Search Engine Marketing Still the Best
Most ecommerce companies know they should be investing in online marketing, but the big questions revolve around exactly where to spend time and money. I believe online marketing should almost always revolve around search engine optimization, especially for ecommerce sites. Both natural search results and paid results should, in most cases, be the cornerstone of an online marketing campaign. Not only is this a best practice, it is a tendency reflected in the real world. In an eMarketer.com survey last year, projected spending in 2009 on search by marketers topped the list.
Why is this the case? Search engines, by definition of their keyword-driven function, deliver focused, pre-screened leads both in the natural and paid results. The results are also, relative to other forms of marketing, easy to track and analyze. Search engines are also the go-to tool that consumers use in researching online purchases.
Consider These Alternative Avenues
However, a well-rounded online marketing effort goes beyond the search engines. As powerful of a traffic driver as it can be, SEO needs to be surrounded with other efforts. Here are some other avenues to keep in mind:
- Social media and the corresponding digital word of mouth marketing it offers, can be extremely effective, especially for B2C companies.
- Blogs are often lumped in with social media (and rightfully so), but the blogosphere is huge. Corporate blogging can be a good way not only to get and keep interest in a site, but also generate inbound links and fresh content. Blogs also have SEO value – search engines love fresh content and inbound links.
- Video – especially in the context of YouTube – is also lumped in with social media. According to one eMarketer survey, more than half of all marketers in the U.S. are focused on online video as a marketing platform in 2009. Despite being a more expensive social media avenue, its popularity with marketers is evidence of its effectiveness.
- Apps and widgets can be more costly as well, yet when successful, they page huge dividends. They are definitely not for every company, but if your products and services lend themselves to the format, the investment may be worthwhile.

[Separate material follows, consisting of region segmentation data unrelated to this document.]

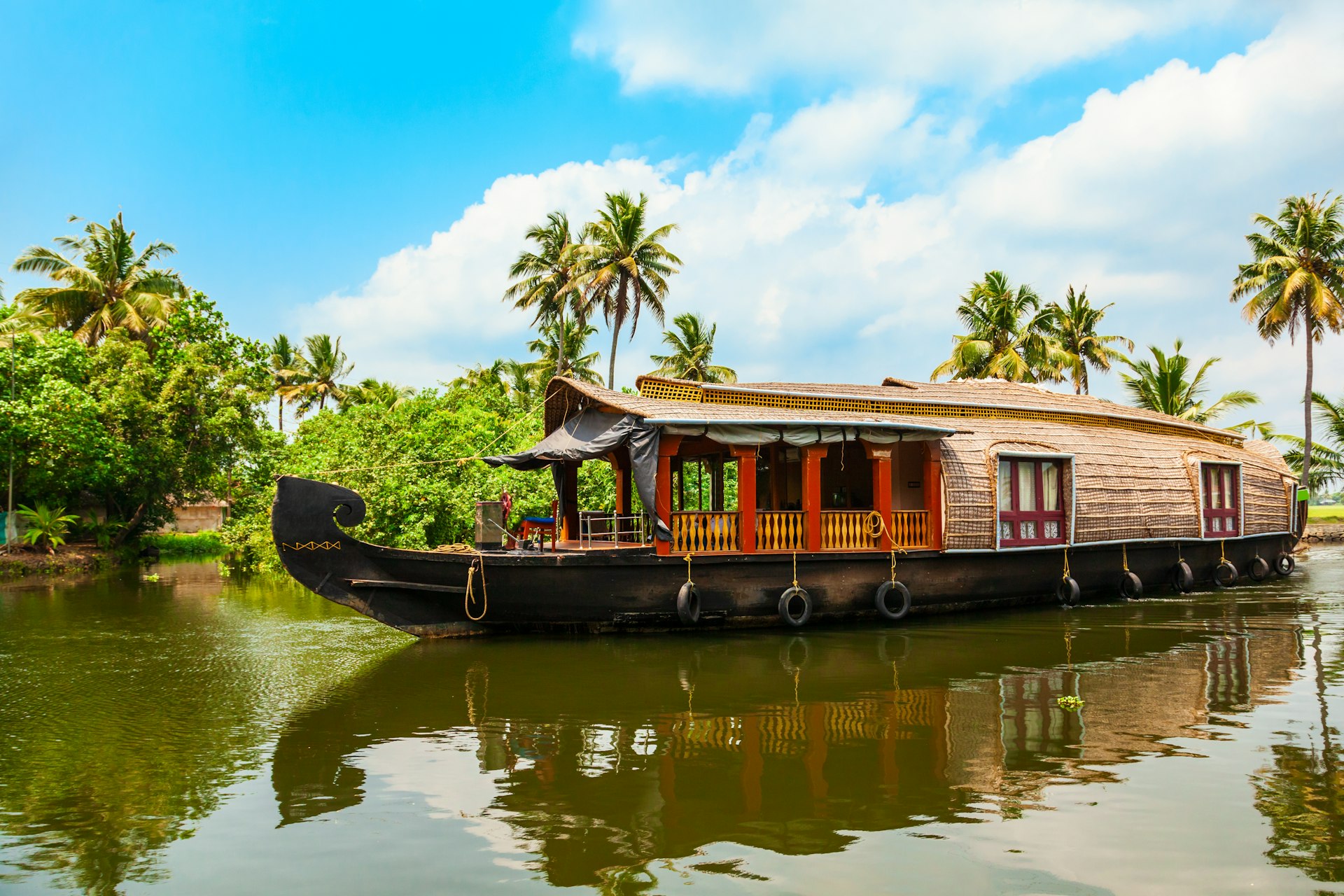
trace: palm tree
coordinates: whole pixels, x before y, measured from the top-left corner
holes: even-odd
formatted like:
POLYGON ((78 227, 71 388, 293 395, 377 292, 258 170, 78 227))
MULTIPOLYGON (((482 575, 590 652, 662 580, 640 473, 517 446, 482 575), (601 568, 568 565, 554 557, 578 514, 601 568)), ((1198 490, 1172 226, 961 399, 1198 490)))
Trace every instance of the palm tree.
POLYGON ((680 330, 664 330, 663 344, 672 348, 671 355, 650 355, 657 361, 655 373, 676 376, 700 383, 737 383, 738 373, 731 367, 711 364, 714 357, 714 334, 719 325, 704 329, 704 318, 687 312, 672 318, 672 325, 680 330))
MULTIPOLYGON (((570 219, 560 211, 546 216, 544 224, 535 224, 527 231, 527 239, 536 243, 536 251, 523 251, 508 269, 513 279, 504 292, 504 301, 512 301, 513 308, 535 312, 532 325, 558 324, 566 326, 566 306, 573 306, 574 316, 582 322, 585 308, 582 296, 574 289, 574 236, 570 232, 570 219)), ((569 345, 559 345, 559 357, 554 365, 560 376, 570 375, 569 345)))
POLYGON ((415 390, 410 386, 401 386, 390 380, 362 379, 356 386, 345 387, 345 395, 340 399, 340 410, 355 407, 356 404, 376 404, 386 410, 401 407, 415 398, 415 390))
POLYGON ((1064 367, 1074 380, 1074 395, 1089 395, 1087 368, 1095 367, 1098 371, 1109 371, 1114 361, 1124 360, 1124 355, 1113 344, 1120 343, 1126 351, 1134 351, 1134 343, 1124 336, 1099 336, 1097 325, 1106 316, 1114 302, 1093 308, 1087 301, 1087 289, 1074 293, 1073 285, 1064 304, 1051 302, 1046 309, 1050 312, 1050 326, 1059 348, 1064 353, 1064 367))
POLYGON ((552 376, 570 376, 583 383, 601 383, 602 376, 593 369, 597 364, 598 353, 587 351, 587 341, 597 333, 597 328, 586 321, 564 321, 564 339, 559 337, 560 321, 555 320, 542 325, 542 334, 527 344, 527 351, 539 355, 530 367, 536 369, 538 379, 544 386, 552 376), (560 359, 569 365, 566 372, 559 373, 560 359))
POLYGON ((134 238, 118 212, 106 227, 89 222, 82 236, 56 238, 62 250, 75 254, 74 261, 30 246, 13 269, 46 274, 59 285, 26 289, 16 300, 50 313, 56 326, 74 332, 85 345, 97 345, 117 328, 148 339, 151 329, 168 321, 187 287, 176 271, 151 267, 156 258, 177 251, 171 243, 149 243, 136 253, 134 238))
POLYGON ((1204 386, 1204 376, 1208 368, 1223 359, 1208 359, 1193 376, 1189 376, 1189 359, 1181 355, 1180 349, 1181 341, 1176 340, 1171 355, 1156 345, 1149 345, 1148 351, 1153 353, 1152 361, 1124 359, 1134 376, 1121 373, 1120 377, 1125 380, 1125 390, 1136 406, 1192 423, 1211 424, 1234 407, 1247 407, 1259 402, 1259 396, 1254 392, 1234 390, 1212 404, 1206 404, 1203 395, 1208 387, 1204 386))
POLYGON ((327 399, 341 400, 349 388, 340 380, 349 375, 355 365, 340 351, 340 336, 335 340, 327 333, 317 333, 304 340, 304 351, 296 353, 302 365, 294 380, 281 390, 285 400, 298 402, 300 416, 317 404, 319 412, 327 410, 327 399))
POLYGON ((285 431, 285 391, 302 379, 306 359, 281 333, 270 343, 270 379, 276 392, 276 424, 280 431, 285 431))
POLYGON ((630 200, 629 193, 607 193, 606 207, 598 219, 583 228, 583 242, 574 247, 575 289, 582 290, 587 313, 601 305, 612 328, 612 355, 607 357, 607 388, 616 388, 616 347, 630 320, 630 337, 640 324, 640 309, 648 306, 663 322, 663 300, 668 293, 667 278, 677 273, 681 259, 663 246, 676 224, 645 228, 649 197, 630 200))
POLYGON ((1231 301, 1246 298, 1242 316, 1273 344, 1284 333, 1306 343, 1302 485, 1312 470, 1312 343, 1344 329, 1344 200, 1329 193, 1289 196, 1278 218, 1257 215, 1263 232, 1246 234, 1255 261, 1239 265, 1231 301))
POLYGON ((1003 271, 992 270, 970 285, 957 306, 969 330, 953 337, 952 356, 933 377, 997 377, 1015 383, 1059 382, 1067 359, 1051 332, 1054 313, 1023 283, 1016 290, 1003 271))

- Email marketing is still an affordable and effective online marketing method If you have a list of opt-in email addresses, . There is little to worry about in the way of production and, of course, postage expense. You don’t want to be a spammer, but proactive communication with existing prospects, customers, and clients can drive traffic to a website.
The music industry gentlemen, after my conversation with him, resolved to invest in two primary areas: SEO because his site had extremely limited presence in the search engines, and social media outreach because his products lent themselves to friending sites like Facebook and MySpace. The takeaway here is a fairly simple, two-step process. First, look at general spending in online marketing to determine what the current norms are. Second, with those norms in mind, determine what online marketing avenues truly apply to your products. Contrasting and comparing those sets of facts against one another may bring the best online marketing avenues for your website into focus.